We find the easiest way to eat clean and stay fueled is to keep healthy nutritious snacks on hand. Whether you have a late night at work, a long flight, or an ambitious Sunday morning hike, these raw, gluten free granola bars will keep you energized and satisfied.
gluten-free, Goji Berry PROTEIN Bar Recipe
By using homemade granola, you can keep out the added sugar and oil found in most store bought brands. You can also vary the ingredients according to your own taste.
- 1 cup rolled organic oats
- 1/2 cup cashews, chopped
- 1/2 cup almonds, chopped
- 1 cup raw sunflower seeds
- 2 cups rolled organic oats
- 2 Tablespoons of your favorite vanilla protein powder
- 1/4 cup ground flax seed
- 2/3 cup cashew almond butter (see recipe below)
- 1/4 teaspoon sea salt
- 1/2 cup honey or agave nectar
- 1/2 cup goji berries (can substitute dried cranberries)
- 1 Tablespoon cacao nibs (optional)
- In a large bowl, combine oats, nuts, seeds, protein powder, and flax.
- In another bowl, whisk together almond cashew butter, agave and sea salt.

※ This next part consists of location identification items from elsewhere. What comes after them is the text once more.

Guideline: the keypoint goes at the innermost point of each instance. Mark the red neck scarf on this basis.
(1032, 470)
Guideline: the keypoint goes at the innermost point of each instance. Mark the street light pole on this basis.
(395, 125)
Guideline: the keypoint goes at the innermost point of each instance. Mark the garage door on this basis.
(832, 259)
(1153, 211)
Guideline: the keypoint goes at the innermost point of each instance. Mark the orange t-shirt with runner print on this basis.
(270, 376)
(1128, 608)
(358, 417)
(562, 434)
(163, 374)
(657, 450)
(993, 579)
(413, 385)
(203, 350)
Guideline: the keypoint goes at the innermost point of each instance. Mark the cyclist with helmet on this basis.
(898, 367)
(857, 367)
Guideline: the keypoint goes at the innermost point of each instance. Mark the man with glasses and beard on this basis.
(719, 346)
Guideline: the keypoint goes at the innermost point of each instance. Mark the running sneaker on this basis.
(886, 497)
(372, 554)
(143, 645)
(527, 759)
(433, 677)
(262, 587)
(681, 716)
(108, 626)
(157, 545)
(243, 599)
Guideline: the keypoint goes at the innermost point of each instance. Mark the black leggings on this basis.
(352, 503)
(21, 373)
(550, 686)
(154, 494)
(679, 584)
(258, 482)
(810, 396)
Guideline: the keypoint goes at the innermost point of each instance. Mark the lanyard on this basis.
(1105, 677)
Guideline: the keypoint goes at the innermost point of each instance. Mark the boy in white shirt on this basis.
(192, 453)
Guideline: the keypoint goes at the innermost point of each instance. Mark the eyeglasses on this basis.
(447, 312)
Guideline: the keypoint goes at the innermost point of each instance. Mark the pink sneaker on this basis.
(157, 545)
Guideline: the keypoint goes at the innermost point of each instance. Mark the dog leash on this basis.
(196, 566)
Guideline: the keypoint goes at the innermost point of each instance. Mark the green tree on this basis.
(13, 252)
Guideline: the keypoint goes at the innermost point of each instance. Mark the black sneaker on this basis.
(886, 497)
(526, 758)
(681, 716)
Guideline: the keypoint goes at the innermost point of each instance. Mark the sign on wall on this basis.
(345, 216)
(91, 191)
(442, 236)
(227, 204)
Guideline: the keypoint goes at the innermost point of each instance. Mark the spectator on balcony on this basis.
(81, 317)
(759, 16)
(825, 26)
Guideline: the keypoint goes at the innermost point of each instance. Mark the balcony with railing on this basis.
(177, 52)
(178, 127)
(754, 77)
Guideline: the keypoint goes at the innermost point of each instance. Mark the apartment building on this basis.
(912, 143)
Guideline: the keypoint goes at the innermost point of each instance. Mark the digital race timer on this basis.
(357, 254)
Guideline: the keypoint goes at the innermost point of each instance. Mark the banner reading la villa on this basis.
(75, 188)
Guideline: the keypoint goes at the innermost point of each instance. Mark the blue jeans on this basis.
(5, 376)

- Pour in oat mixture and mix well, until everything is sticky and combined.
- Add Goji berries and mix well.
- Press mixture into shallow 8 inch pan that you have lined with parchment paper or plastic wrap.
- Cover with another piece of parchment or plastic wrap and refrigerate for 4 hours.
- Cut into bar shapes and keep refrigerated. Makes 10-15 bars.
- Store in an airtight container for 1-2 months.
Almond Cashew Butter
By combining almonds and cashews, as it combines the higher protein almond with the creamy heart healthy unsaturated fat of cashews for a smoother, easier to spread consistency.
- 1 cup raw cashews
- 1/2 cup raw almonds
- Process nuts in a food processor or strong blender until they break down and begin releasing their natural oils and reach a shiny, creamy, spreadable consistency, about 5 minutes.
- Store in airtight container in refrigerator for up to 2 weeks.